Für jedes "Ding" gibt es seine Zeit. Nichts wird erfunden, wenn es keinen Bedarf dafür gibt und das trifft besonders auf Erfindungen oder Neuerungen im Militärwesen zu. In deisem Beitrag soll es um die "Erfindung" des "Dreadnoughts" gehen. Um das britische Superschlachtschiff wird bis heute viel Wirbel gemacht und es gilt als bahnbrechende Entwicklung im Kriegsschiffbau. Aber wie mit fast allem war auch die Dreadnought keine Entwicklung irgendwo im Nirwana, sondern fand in England statt. Nun hatten andere Marinen auch große Kriegsschiffe und auch Schlachtschiffe. Damals nannte man sie noch Linienschiffe oder Großlinienschiffe.

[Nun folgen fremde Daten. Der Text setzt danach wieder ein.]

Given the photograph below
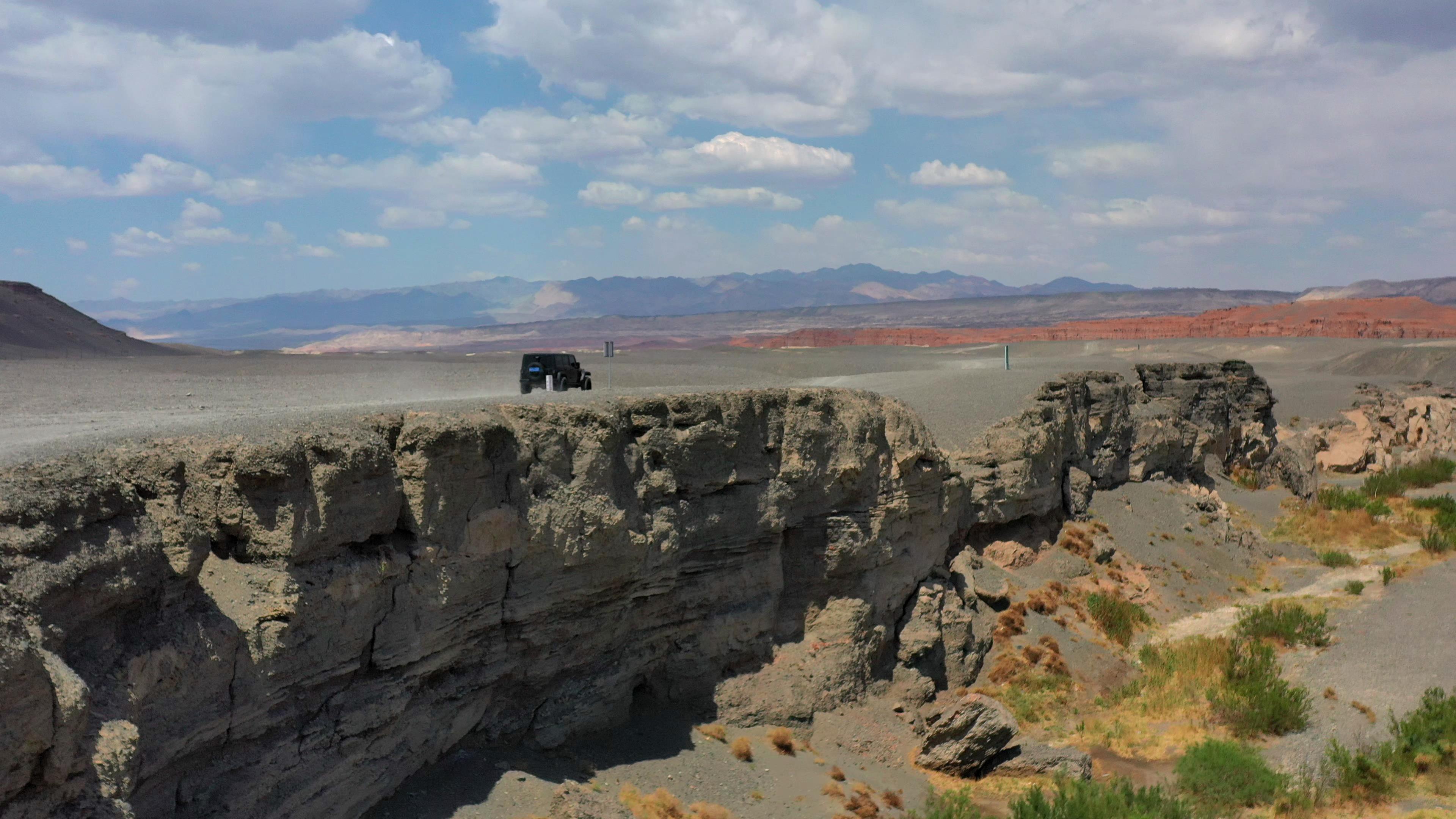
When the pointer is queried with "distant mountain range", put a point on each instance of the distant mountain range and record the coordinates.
(298, 318)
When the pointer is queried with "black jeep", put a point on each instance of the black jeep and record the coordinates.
(563, 368)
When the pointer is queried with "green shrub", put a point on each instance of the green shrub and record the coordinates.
(1440, 503)
(1382, 484)
(1436, 541)
(1117, 617)
(1376, 508)
(1340, 499)
(1254, 700)
(1425, 739)
(1228, 776)
(1119, 799)
(948, 805)
(1288, 623)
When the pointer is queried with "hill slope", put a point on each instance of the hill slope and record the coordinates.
(37, 326)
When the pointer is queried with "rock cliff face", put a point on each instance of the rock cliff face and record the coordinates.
(1390, 428)
(292, 627)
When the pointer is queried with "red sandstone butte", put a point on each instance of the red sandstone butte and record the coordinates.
(1404, 317)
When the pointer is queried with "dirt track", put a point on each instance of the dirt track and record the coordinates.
(49, 407)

Diese Schiffe unterschieden sich natürlich deutlich von den Linienschiffe der Holzschiffära im 18./19. Jahrhundert. Sie waren fast durchweg aus Eisen und Stahl, hatten Dampfmaschinen und riesige Geschützkaliber! Aber eines hatte sich nicht verändert, ihre Kampfweise. Der Begriff Linienschiffe deutet schon darauf hin. Sieht man sich die Aufstellung der Waffen an, weiß man auch warum sie in Linie nebeneinander fuhren und sich gegenseitig die Brocken an den Kopf bzw. auf das Schiff schossen.
Zwar verfügten die Schiffe gegen Ende des 19. und zu Beginn des 20. Jahrhunderts schon über Drehtürme aber daneben auch noch über jede Menge Mittel- und leichte Artillerie, welche eben an den Seiten aufgestellt war. Die leichten Kanonen bis etwa 8,8 cm dienten der Torpedoabwehr und wurden später im Verlaufe des 1. Weltkrieges durch Luftabwehrgeschütze gleichen oder ähnlichen Kalibers ersetzt bzw teilweise ausgetauscht. Die ebenfalls zur Torpedoabwehr bestimmten Torpedonetze hingegen verschwanden ganz. Ihre Handhabung war zu umständlich und sie behinderten die Schiffe beim Manövrieren.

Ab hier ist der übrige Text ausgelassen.